Let me close this part of my discussion about the mutual interrelation of science and technology with an example, nearer home, from the field of solar energy. This is a field where research is being carried out by the universities in the Gulf as well as in the North African and Middle Asian universities of the Islamic countries.

The basic problems, for example, with the development of cheaper photovoltaic devices, are material sciences problems. Solar energy is collected, and converted by materials that are optically or photo­-electrically suitable. An optical convertor must use as little material as possible; how little is determined by the penetration depth of the solar light, and the drift-length of the ‘excited state’ on which the conversion is based. One can easily determine that the parameters entering these basic processes lead to thicknesses of material of the order of 1 micrometre. This then is the domain of thin films. Such films are cheap· to make, but there is no way to make them with the perfection of a single crystal. Thin films are polycrystalline or amorphous. And they carry a large density of defects. Up to now it is these defects which have limited the thin film devices to low conversion efficiencies. Thus, before any technological amelioration can come, one must solve the problems of basic solid state physics, of classifying the major defect phenomena, their effect on electron dynamics and problems of catalysis of the growth mechanism that makes these defects harmless.

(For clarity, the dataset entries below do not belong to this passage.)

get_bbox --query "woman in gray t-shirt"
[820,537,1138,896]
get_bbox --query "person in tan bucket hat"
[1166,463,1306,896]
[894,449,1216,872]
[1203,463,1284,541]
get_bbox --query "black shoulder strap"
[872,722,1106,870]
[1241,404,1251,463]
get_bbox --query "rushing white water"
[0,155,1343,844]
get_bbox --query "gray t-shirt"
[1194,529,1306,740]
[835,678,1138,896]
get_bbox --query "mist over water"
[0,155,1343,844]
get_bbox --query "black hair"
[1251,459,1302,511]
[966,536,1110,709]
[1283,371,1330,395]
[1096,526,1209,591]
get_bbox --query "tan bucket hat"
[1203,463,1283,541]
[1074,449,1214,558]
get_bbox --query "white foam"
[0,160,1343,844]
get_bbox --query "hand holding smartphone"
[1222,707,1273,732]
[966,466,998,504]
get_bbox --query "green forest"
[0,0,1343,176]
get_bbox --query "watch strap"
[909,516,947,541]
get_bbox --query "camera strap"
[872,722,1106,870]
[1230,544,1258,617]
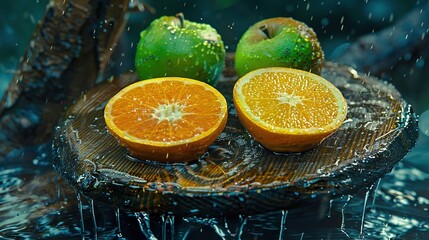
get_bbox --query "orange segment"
[104,77,227,162]
[233,67,347,152]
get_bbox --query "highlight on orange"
[104,77,228,162]
[233,67,347,152]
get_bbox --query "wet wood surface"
[54,63,417,216]
[0,0,129,157]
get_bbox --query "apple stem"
[259,24,271,38]
[176,13,185,28]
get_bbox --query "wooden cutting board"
[53,62,418,216]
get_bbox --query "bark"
[0,0,129,158]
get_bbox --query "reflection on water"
[0,132,429,239]
[0,0,429,240]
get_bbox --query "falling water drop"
[115,208,122,238]
[279,210,288,240]
[91,199,98,239]
[135,212,157,240]
[161,215,175,240]
[371,178,381,211]
[359,185,374,239]
[327,199,334,218]
[236,215,247,240]
[341,195,353,238]
[76,193,85,239]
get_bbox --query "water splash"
[135,212,158,240]
[279,210,288,240]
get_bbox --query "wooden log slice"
[54,63,418,216]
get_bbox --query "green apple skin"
[135,16,225,86]
[235,17,324,77]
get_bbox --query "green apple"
[235,17,324,77]
[135,14,225,86]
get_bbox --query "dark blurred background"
[0,0,429,113]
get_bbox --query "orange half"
[104,77,227,162]
[233,67,347,152]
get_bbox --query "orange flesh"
[110,80,222,143]
[241,72,338,129]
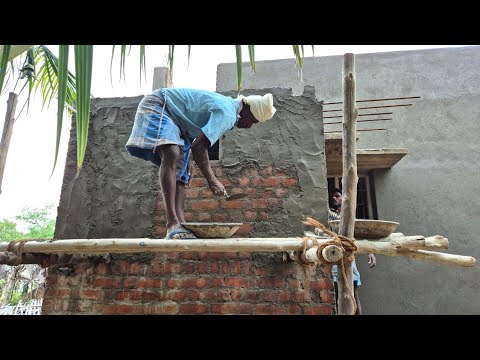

What I am saying is that efficient photovoltaics do not depend on the engineers’ tinkering with solid state materials; the problem is one of solid state physics. And it is this problem of basic science which the Japanese solid state physicists have set themselves to solve systematically, before their counterparts in the USA or Europe. The Japanese will win this prize, not only because they are the more meticulous technologists, but also because they are the systematic physicists, with scientific facilities which, in many cases, are superior to what their rivals possess. The point I am making is that what the University of the Gulf will need, if it wishes in the long run to develop first rate research on photovoltaics, is a basic physics surface laboratory, in addition to technological support. The same sentiment was endorsed by the London ‘Economist’ which, in its issue of 27 September 1980, has this to say on the cherished mastery of solar energy: ‘If solar energy is to provide the solution to the world’s fuel crisis, that solution will not emerge from low-technology rooftop radiators – (which) rely on nineteenth century (science). A breakthrough (will) come from applying quantum physics, biochemistry or other sciences of the twentieth century. Today’s technology-based industries all depend on new science.’

I hope I have convinced you that in the conditions of today there can be no high technology without first-rate science. I suspect some of us believe that technology is neutral, while science is value­ loaded; modern science can lead to rationalism, or even apostasy – that scientifically trained men among us will ‘deny the metaphysical presuppositions of our culture.’ To such thinking, all I can say is – Do not fight the battles of yesterday when in the 9th and the 10th centuries the so-called ‘rational natural philosophers’, with their irrational and dogmatic faith in the cosmological concepts they had inherited from Aristotle, found difficulties in reconciling their concepts with their faith.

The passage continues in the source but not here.